Fearing a genocide of Christians, the Vatican has given its approval to US military air strikes in Iraq — a rare exception to its policy of peaceful conflict resolution.
Permanent Observer of Holy See to the UN in Geneva Silvano Tomasi last weekend supported US air strikes aimed at halting the advance of Islamic State militants, previously known as the Islamic State of Iraq and the Levant, calling for “intervention now, before it is too late.”
“Military action might be necessary,” he said.
While the Vatican vocally disapproved of the US-led campaign in Iraq in 2003 and last year’s plan for air strikes on Syria — fearing both might make the situations worse for Christians on the ground — fears of ethnic cleansing by Islamists has forced a policy change.
Tomasi’s appeal followed warnings from church leaders in Iraq that the persecution is becoming a genocide, with urgent help needed to protect Christians and Yezidis in the north of the country, where tens of thousands have been forced to flee for their lives.
Military support was needed “to stop the wolf getting to the flock to kill, eat, destroy,” Rabban al-Qas, the Chaldean bishop of Amadiyah, told Vatican radio.
“Those supplying arms and funds to the fundamentalists, [and] the countries tacitly supporting them, must be revealed,” Tomasi said, while Qas pointed the finger at Saudi Arabia.
Others, such as the Iraq-based leader of the Chaldean Catholic Church, Louis Sako, called for wider intervention, saying the US strikes offer little hope the jihadists would be defeated.
“The position of the American President [Barack] Obama only to give military assistance to protect Erbil is disappointing,” said Sako, who has been trying to persuade his flock to resist attempts to drive them out of Iraq.

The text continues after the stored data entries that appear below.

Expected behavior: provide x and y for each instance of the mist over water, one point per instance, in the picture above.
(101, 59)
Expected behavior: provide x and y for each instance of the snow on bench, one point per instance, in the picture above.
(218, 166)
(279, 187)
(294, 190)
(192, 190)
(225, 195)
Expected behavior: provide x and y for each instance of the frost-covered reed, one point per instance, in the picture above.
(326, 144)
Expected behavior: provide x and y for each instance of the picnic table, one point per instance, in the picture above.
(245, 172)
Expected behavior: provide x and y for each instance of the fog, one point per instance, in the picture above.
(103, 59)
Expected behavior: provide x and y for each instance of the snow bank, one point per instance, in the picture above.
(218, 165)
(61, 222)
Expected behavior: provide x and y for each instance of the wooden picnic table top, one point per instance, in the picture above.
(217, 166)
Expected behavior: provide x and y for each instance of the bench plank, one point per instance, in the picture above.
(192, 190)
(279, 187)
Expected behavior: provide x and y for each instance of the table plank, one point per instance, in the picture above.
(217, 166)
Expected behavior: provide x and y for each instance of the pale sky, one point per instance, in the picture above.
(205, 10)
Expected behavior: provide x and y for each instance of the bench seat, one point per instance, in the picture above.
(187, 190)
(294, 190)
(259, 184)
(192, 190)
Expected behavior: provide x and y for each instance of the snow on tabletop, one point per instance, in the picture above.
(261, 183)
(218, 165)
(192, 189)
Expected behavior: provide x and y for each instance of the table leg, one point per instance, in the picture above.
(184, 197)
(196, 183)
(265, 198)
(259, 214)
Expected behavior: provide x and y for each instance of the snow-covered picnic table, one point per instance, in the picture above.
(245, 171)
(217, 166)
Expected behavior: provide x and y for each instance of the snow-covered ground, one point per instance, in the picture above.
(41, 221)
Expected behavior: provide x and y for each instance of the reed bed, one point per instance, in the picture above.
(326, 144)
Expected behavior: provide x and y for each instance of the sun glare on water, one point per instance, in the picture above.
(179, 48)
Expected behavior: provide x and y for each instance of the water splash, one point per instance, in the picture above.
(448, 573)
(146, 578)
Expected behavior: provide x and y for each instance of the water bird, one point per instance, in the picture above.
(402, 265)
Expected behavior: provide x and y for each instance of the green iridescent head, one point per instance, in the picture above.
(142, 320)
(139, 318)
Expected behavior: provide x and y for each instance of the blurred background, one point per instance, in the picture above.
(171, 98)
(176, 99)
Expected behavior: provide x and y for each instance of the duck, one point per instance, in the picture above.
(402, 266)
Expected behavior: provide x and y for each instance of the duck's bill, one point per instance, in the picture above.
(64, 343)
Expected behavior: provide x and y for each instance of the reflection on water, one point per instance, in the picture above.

The Vatican had been accused of being slow to react, with Pope Francis limiting himself to calls for a peaceful resolution, expressing on Sunday his “dismay and disbelief” over the violence and calling for an “effective political solution.”
The Vatican’s Pontifical Council for Interreligious Dialogue on Tuesday called for Muslim leaders to denounce the brutality of Islamic State militants, saying there was no possible justification for their “unspeakable crimes.”
The council said Islamic State militants were guilty of the “heinous practice of decapitation, crucifixion and stringing up bodies in public places,” insisting that “no reason, certainly not religion, could justify such barbarism.”
Religious watchers said Tomasi’s support for air strikes did not mean a change in Vatican policy on war spearheaded by Francis.
“There has been no change in thinking. The Vatican’s take is that the reality now is apocalyptic and there is no alternative,” said Vatican expert John Allen, who writes for the Boston Globe.
“They believed overthrowing [then-Iraqi president] Saddam Hussein in 2003 or [Syrian President] Bashar al-Assad in 2013 would make things worse for Christians. In 2014, what could be worse for them than the Islamic State’s victory?” he said.
The Catholic Church’s catechism defines the concept of a “just war,” which includes the prevention of genocide among other war crimes.
For Sandro Magister, who writes for La Stampa’s Vatican Insider, the crisis should have elicited a stronger stance from the pope: “His timid response has been very surprising. He talks about the persecution of Christians in Iraq as if it was some sort of natural disaster.”